A war of words has started between fiery attorney-at-law, Jerry Edwin and the Royal Grenada Police Force (RGPF) over the July 5 shooting incident in Gouyave in which popular footballer, Jamal Charles was shot in the leg by a Corporal of Police at his home in Gouyave, St. John.
Edwin has criticised the police in the local media over the manner in which the shooting took place and fired a salvo accusing the Policeman of using an unauthorised “Hollow-Point Bullet to shoot his client.
Deputy Commissioner of Police, Franklyn Redhead has hit back with a denial and fingered the attorney at a press conference held by the lawmen for pushing a narrative “purely to direct or misinform the public in a particular direction”.
During the same press briefing, head of the Community Relations Department of RGPF, Superintendent Vannie Curwen expressed concerns that some lawyers were attempting to try matters now the subject of police investigation in the public.
Supt Curwen said that as a former Police Prosecutor in the island’s Magistrate’s Courts this is a dangerous trend which should not be tolerated in the country.
He told reporters: “I have noticed that there has been quite a lot of publicity of matters that are under investigation by parties representing sides of that investigation.
“As a police force we do not have the authority to tell anybody what they could and cannot say in public but I think it is a dangerous precedent we are setting when we set up people to expect a particular narrative or a particular outcome ahead of an investigation,” he said.
According to Supt. Curwen it should be noted that at the end of the day no one knows “what will come out of any situation, we do not know how the court will treat with any particular matter that is before the court”.
“… When we try these matters in public and we sway a section of our population down a particular path and God forbids the court does not adhere to the narrative that is out there, you can see how dangerous that can be with the expectations of our people,” he said.
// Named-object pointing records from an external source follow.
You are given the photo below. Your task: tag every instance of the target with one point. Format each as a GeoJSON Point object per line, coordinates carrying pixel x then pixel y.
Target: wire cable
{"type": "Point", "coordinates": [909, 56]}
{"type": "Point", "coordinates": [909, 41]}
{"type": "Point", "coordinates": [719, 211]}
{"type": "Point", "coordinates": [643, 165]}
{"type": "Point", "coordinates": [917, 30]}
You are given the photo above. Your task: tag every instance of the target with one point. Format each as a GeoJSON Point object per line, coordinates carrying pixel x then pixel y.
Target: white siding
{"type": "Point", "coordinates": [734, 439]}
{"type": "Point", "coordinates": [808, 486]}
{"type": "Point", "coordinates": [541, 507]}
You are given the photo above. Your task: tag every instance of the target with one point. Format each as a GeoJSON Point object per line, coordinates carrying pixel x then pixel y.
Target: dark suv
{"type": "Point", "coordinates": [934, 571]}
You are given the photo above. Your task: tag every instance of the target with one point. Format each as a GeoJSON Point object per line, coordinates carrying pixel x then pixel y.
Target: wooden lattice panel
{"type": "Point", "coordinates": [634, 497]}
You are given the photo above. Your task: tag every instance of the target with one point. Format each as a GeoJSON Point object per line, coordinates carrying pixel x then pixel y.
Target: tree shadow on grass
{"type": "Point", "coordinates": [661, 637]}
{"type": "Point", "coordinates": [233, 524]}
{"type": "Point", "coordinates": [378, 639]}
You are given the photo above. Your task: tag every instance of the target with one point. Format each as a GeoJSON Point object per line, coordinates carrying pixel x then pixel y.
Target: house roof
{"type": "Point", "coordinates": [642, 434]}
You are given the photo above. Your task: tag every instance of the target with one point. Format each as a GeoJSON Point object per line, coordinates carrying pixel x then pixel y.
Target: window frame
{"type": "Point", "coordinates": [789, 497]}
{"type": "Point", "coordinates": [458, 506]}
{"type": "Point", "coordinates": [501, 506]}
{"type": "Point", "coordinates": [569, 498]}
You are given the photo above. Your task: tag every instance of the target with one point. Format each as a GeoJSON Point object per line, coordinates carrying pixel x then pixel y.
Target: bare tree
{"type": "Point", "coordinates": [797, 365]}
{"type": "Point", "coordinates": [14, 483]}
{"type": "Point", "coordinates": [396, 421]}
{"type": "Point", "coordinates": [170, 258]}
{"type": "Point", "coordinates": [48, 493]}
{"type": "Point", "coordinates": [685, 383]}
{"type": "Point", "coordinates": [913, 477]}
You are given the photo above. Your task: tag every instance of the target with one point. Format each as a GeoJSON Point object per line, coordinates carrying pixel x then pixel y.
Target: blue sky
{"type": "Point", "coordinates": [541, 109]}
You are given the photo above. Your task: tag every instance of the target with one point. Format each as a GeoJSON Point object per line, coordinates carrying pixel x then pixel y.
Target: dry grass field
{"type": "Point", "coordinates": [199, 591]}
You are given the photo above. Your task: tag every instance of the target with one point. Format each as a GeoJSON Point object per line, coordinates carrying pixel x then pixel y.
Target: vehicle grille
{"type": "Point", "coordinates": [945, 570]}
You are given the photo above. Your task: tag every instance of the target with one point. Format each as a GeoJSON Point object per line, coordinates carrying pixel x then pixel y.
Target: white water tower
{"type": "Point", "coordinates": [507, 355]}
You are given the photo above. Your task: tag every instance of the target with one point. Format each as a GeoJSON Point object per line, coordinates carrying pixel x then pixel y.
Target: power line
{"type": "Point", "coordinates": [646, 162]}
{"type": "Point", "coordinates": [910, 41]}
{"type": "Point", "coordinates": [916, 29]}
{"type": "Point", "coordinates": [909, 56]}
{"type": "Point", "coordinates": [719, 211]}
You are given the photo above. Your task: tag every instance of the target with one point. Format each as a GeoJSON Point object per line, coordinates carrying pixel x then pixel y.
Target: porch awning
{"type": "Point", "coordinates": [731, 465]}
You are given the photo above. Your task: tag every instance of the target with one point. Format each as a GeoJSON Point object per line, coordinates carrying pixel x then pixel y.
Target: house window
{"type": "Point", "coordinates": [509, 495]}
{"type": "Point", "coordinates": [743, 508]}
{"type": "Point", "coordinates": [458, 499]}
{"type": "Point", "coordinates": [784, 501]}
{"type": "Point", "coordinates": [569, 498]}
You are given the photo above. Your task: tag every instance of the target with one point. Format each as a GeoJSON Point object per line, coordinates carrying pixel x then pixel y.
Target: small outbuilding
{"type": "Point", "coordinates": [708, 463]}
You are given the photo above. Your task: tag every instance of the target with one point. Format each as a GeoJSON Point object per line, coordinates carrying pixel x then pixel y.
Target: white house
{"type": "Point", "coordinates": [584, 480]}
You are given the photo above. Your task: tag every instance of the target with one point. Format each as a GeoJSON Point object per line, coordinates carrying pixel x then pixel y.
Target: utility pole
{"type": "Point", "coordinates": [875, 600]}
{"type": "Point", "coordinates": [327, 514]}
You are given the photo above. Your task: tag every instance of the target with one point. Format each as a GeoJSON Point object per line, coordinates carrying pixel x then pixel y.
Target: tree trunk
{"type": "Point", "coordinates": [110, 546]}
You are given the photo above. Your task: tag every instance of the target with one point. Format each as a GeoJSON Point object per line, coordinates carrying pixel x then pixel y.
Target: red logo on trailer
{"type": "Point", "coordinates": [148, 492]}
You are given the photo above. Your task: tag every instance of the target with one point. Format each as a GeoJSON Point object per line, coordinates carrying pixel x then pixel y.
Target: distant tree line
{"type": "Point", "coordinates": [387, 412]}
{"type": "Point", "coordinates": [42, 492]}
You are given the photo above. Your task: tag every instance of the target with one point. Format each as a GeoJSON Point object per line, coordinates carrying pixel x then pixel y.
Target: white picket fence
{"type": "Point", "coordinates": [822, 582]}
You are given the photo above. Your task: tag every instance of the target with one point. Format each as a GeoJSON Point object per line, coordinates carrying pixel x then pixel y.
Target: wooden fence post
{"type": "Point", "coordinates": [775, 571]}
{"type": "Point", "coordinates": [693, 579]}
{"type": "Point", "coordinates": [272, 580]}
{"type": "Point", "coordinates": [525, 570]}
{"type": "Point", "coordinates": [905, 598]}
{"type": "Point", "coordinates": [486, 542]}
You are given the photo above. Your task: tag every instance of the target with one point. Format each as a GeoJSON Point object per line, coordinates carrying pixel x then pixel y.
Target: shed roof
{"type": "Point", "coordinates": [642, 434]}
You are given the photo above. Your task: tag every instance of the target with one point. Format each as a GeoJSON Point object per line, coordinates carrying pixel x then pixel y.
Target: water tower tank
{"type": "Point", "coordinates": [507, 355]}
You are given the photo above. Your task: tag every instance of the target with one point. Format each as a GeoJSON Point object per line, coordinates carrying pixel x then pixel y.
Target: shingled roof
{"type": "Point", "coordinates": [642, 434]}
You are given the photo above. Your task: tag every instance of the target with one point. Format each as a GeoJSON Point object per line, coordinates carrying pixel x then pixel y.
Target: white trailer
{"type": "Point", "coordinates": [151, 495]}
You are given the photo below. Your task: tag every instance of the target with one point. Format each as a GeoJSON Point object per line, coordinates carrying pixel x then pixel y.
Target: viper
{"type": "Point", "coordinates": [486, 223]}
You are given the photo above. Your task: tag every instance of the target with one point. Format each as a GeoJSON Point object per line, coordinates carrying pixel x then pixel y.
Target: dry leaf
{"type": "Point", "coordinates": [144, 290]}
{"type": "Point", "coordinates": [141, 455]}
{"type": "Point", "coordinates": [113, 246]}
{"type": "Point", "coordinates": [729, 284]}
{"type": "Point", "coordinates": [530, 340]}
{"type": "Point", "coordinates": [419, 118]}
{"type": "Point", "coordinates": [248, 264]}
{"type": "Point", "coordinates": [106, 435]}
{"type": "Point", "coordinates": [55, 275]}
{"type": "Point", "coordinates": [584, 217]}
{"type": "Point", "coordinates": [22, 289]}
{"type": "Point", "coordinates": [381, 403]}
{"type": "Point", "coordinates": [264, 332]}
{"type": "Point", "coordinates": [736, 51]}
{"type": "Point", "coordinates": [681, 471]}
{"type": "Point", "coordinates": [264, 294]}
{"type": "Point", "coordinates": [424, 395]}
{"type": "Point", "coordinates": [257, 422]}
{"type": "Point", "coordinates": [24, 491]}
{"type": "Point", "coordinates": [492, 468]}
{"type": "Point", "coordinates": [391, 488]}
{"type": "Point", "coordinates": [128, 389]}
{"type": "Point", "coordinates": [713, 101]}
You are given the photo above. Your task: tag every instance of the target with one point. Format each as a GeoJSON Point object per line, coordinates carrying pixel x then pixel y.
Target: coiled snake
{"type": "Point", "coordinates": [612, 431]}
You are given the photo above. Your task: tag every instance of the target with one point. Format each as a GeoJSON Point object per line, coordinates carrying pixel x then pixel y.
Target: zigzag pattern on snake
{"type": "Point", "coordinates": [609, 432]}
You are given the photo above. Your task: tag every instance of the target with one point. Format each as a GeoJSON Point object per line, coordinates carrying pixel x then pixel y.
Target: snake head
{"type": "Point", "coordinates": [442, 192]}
“While we cannot say don’t do it, I think there needs to be a level of caution here as to what we play out in the public particularly matters that are under investigation or matters that are heading to court,” he remarked.
Trials are for the courts, said Supt. Curwen, and he suggested that the court should be allowed to make a final determination of issues and refrain from playing them out in the public arena.
He said: “Matters that are subjudice – meaning matters that are before the court must be given a chance to go to the court to be determined and not be determined in the public because there can be significant slippery slopes in doing that. It is just a word of advice – even if we do not have the authority to say to anyone don’t do it”.
Attorney Edwin did not take too kindly to Curwen’s statement at the press conference and indicated that the police cannot instruct him that he should not offer an opinion in the public domain on “something that is before him” on any matter.
“…I think Mr. Curwen is capable of doing his work and so am I,” he told THE NEW TODAY.
Edwin said that he is not the kind of lawyer “to be directed in the way in which to conduct their advocacy by the Royal Grenada Police Force…”
“…I am not biting from that bone, I’m not drinking that soup. I am an activist attorney, I am a human rights lawyer practicing at the Criminal Bar,” he added.
According to Edwin, that advocacy involves letting the real stakeholders in any case in which “I’m involved in, know what the true facts are”.
He said: “Lawyers have a license – we are not going to go out and tell lies in order to sway public opinion – we could lose our license. Lawyers are officers of the court and if there is one place that truth prevails it is in the court – not the court of public opinion – it is in the court house.
As officers of the court, Edwin pointed out that Lawyers have an obligation when they find truth to let it be known inside and outside of the court house particularly when cases are of public concern.
“This (the Gouyave shooting) is a case of deep public concern because the facts are that officers of the Royal Grenada Police Force without a warrant tried to force themselves into the home of a citizen of Grenada. And in the case of that wrongful entry, a young man was shot.
“That young man was unarmed, that young man was no threat to any officer. That young man was shot with a kind of bullet that international human rights conventions have said should not be used by police.
“We live in the real world in which this kind of weapon – this kind of projectile is available in shops in cases to anyone who wants to get them in U.S states like Virginia and Texas. So when someone says that you should not speak and let the investigation continue, I am not an investigator, I am a lawyer”.
Edwin went on: “Investigation is not some walk in the park – you have to dig deep, you have to question your own procedures, your own methodology, and your own protocol”.
The lawyer contended that the Gouyave shooting of the footballer is “a difficult case” for the police when one of its officers is involved and the public have an interest in it.
Edwin warned that there will be some pretty interesting facts that will come out in the Gouyave shooting incident that the public ought to know about.
“We don’t want an investigation (to) come out where the police are giving you one side of the story. We have a myriad of facts we are going to lay out and in this process that is what we are doing – we are going to tell the public the facts from the eyewitnesses because there are two sets of eyewitnesses,” he said.